Omgevingsfactoren waar organisaties rekening mee moeten houden:
1. Economische (markt)factoren
- HRM-beleid wordt beïnvloed door de aard van de afzetmarkt, de arbeidsmarkt en de
grondstoffen- en kapitaalmarkt.
- Bedrijven hebben weinig ruimte om zelf te bepalen welke producten ze aanbieden tegen welke
prijs, en hoe ze hun HRM-beleid willen vormgeven.
2. Technologische factoren
- HRM-beleid wordt beïnvloed door technologische ontwikkelingen, met als gevolg investeringen in
machines, technologieën en in medewerkers (opleidingen).
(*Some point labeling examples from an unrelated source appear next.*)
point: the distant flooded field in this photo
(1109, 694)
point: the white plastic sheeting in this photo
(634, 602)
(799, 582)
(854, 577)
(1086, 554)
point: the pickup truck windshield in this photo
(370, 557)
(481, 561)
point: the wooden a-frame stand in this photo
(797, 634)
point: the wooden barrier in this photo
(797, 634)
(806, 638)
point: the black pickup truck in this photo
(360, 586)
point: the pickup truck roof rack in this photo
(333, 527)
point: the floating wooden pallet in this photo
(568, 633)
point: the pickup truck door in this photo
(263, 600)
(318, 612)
3. Politiek-maatschappelijke factoren
- HRM-beleid wordt beïnvloed door de institutionele regulering van arbeidsrelaties, die de laatste
jaren meer ruimte laat voor het eigen (HRM-) beleid.
Hoofdstromen van het bepalen van een strategie:
• Positioneringsbenadering/ strategische fit
- Welke positie neemt de organisatie in op de markt?
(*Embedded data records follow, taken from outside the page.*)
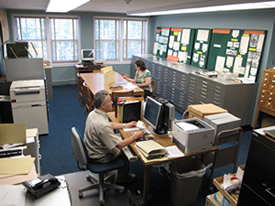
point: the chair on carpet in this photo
(81, 156)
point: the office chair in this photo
(81, 156)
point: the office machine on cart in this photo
(28, 101)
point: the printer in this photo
(193, 135)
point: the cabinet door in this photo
(260, 169)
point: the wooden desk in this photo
(95, 82)
(232, 198)
(164, 141)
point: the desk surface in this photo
(163, 140)
(95, 82)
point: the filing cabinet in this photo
(258, 185)
(182, 86)
(266, 100)
(236, 97)
(172, 79)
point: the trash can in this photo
(185, 180)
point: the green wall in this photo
(258, 20)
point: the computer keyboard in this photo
(130, 156)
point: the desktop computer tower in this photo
(168, 115)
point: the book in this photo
(151, 149)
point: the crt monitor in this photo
(87, 55)
(152, 114)
(159, 113)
- Kijkt van buiten naar binnen, HRM-beleid is afgeleid van de strategie en volgt de strategie (is dus
volgend).
- Nadruk wordt gelegd op het bestaande, op wat er al is. Doelen worden niet te hoog gesteld.
• Resource-basedbenadering
- Wat kan de organisatie zelf?
- Kijkt van binnen naar buiten, HRM-beleid is gericht op de verdere ontwikkeling van
kerncompetenties van de organisatie (is dus actief).
- Organisatie stelt bewust hoge doelen, de organisatie wil zich onderscheiden van concurrenten, wil
eigen markt creëren
Strategische waardedisciplines (manieren om klanten tevreden te stellen):
1. Operational excellence – foutloze levering van producten.
2. Productieleiderschap – het steeds aanbieden van innovatieve producten of diensten.
3. Customer intimacy – creëren van een sterke band met klant door snel en goed op zijn vragen en
wensen in te spelen.
Organisatiestructuur = manier waarop het werk binnen de organisatie wordt verdeeld en geregeld.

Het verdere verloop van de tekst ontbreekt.